In Vitro Biotransformation of High-Titer d-Glucarate by Stepwise-Added Enzyme Cocktails

d-Glucaric acid (GA), one of the polyhydroxy dicarboxylic acids, is known for its great potentials in the polymer, food, detergent, and pharmaceutical industries. Here, we presented a highly efficient synthesis of GA from starch by in vitro biotransformation (ivBT). This one-pot ivBT was composed of five thermophilic enzymes (i.e., isoamylase, α-glucan phosphorylase, phosphoglucomutase, inositol 1-phosphate synthase, and inositol monophosphatase) responsible for the synthesis of myo-inositol (MI) from starch, followed by three mesophilic enzymes (i.e., myo-inositol oxygenase (MIOX), uronate dehydrogenase (UDH), and H2O-forming NADH oxidase (NOX)) responsible for the synthesis of GA from inositol.

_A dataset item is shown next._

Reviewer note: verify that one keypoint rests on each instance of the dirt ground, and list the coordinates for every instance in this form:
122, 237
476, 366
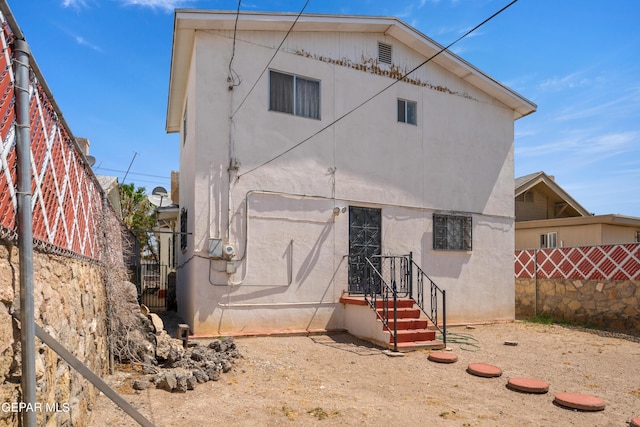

Also, a stepwise-added enzyme cocktail strategy was employed to circumvent the inhibition of GA on MIOX and mismatches in enzymes' properties, such as temperature and pH. The three-step cascade bioprocessing in one pot resulted in the concentration of disodium glucarate of approximately 9.66 g/L (i.e., 38 mM) from 10 g/L maltodextrin with an atom efficiency of 96.6%. Up to 52.1 g/L disodium d-glucarate, the highest titer reported, was produced in a stirred bioreactor operated in two-reaction temperature ranges, featured with the stepwise addition of enzyme cocktails, and equipped with a constant pH controller and stirring for enough oxygen supplies. This study could open a new door to the industrial biomanufacturing of GA by ivBT.